Last year, Maheshwari et al. presented data highlighting the importance of identifying and managing hypotension following induction of anaesthesia and prior to the first surgical incision. This month, El-Ghazali and Pandit present an in-depth analysis of the methods used and the clinical implications of the conclusions drawn. One interpretation is that blood pressure measurements should be recorded and acted on every minute during this period, but a number needed to treat of over 400 makes this recommendation difficult to justify for all patients. Hypotension is just one consequence of general anaesthesia, and for some patients or procedures, the associated risks might be negated by using sedation. This new narrative review brings together the evidence for sedation-analgesia during cataract surgery, which is one of the most common operations performed worldwide. Most patients require no sedation (or fasting period) at all. The use of sedation and opioid analgesics in these patients should be no substitute for adequate local, topical or regional anaesthesia, as it significantly increases the risk of complications.

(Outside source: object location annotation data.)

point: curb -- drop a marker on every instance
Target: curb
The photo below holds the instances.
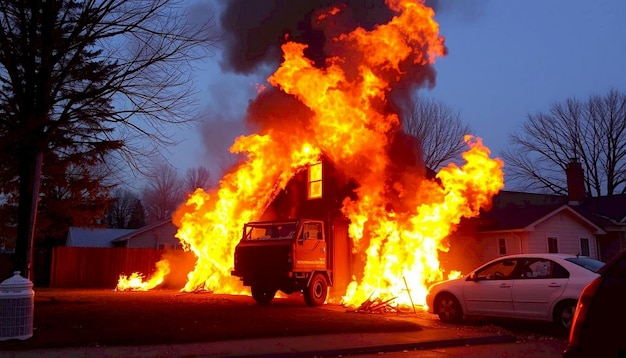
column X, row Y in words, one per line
column 455, row 342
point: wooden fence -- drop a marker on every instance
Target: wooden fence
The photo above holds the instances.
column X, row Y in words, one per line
column 87, row 267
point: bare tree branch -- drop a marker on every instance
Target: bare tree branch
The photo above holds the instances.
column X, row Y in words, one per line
column 439, row 130
column 594, row 131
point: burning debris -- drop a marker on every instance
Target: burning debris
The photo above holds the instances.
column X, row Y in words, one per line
column 398, row 218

Patients undergoing general anaesthesia are usually warned of the risk of dental trauma. This new manikin study finds that hyperangulated videolaryngoscopy is associated with significantly decreased forces acting on maxillary incisors, which may reduce the incidence of dental damage in the clinical setting (Fig. 3). Though one conclusion is it should be considered for all patients at increased risk of dental damage, some might instead argue it should be a first line technique for all patients. Many risks of anaesthesia and surgery can be addressed in the pre-operative period by patients. This new study looks at behaviour change before surgery among 301 patients from three UK hospitals. The results are positive, as patients demonstrated favourable attitudes towards changing single and multiple health behaviours, such as: low physical activity; an unhealthy BMI; and hazardous alcohol consumption. Smoking is a difficult area to address, and this is supported by the findings from a recently published (ahead of print) pilot study, which is now available on early view. Another important topic in this month’s issue is the need for peri-operative medicine to prioritise pregnant women. Dennis and Sheridan argue pregnant women are an integral peri-operative medicine population, and present the PARCEL approach to maternal peri-operative medicine. Perhaps it is now time to develop a core and extended outcome set for pregnant women undergoing caesarean section?

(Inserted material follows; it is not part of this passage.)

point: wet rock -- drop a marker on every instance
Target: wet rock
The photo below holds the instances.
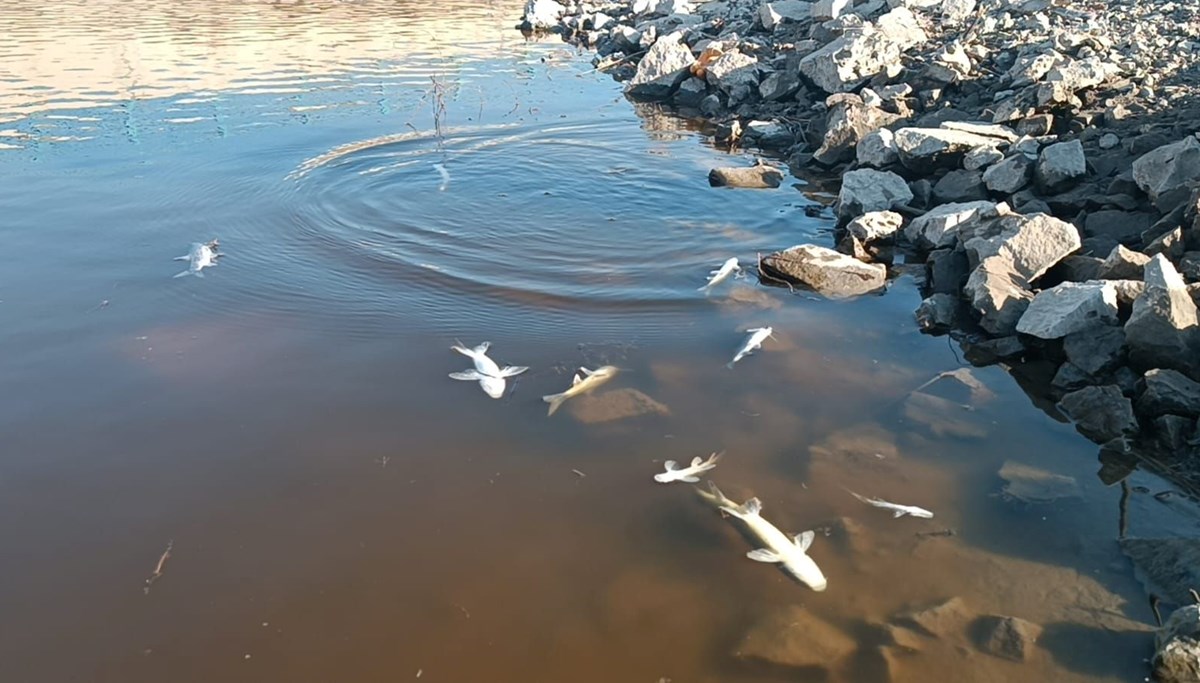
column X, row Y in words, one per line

Figure 3 Anterior view anatomic mapping of peak resulting force on individual maxillary incisors of different laryngoscopy techniques in normal and difficult airway conditions.

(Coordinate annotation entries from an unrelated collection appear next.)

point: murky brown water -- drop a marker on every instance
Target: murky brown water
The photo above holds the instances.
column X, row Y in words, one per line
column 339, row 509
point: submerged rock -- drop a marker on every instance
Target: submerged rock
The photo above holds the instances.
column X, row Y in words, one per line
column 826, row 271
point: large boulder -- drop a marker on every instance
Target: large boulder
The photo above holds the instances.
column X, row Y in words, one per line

Elsewhere this month we have: a retrospective impact study on the implementation of a hospital-wide Patient Blood Management monitoring and feedback programme; a randomised controlled trial of PECS 2 block vs. serratus plane block for chronic pain after mastectomy; a retrospective study of risk factors for children requiring adenotonsillectomy; and a consensus statement on the role of fibrinogen concentrate in cardiac surgery. Over in Anaesthesia Reports, there is an excellent account of peri-operative brachial plexus injury following self-positioning for stereotactic radiofrequency ablation. It reminds us that, despite all appropriate measures, patient injury is at times unavoidable.
Finally, we will soon be publishing the new Difficult Airway Society awake tracheal intubation guidelines. These will be launched on Friday at the World Airway Management Meeting in Amsterdam, and there will be several ways in which you can get involved. We hope to see you there!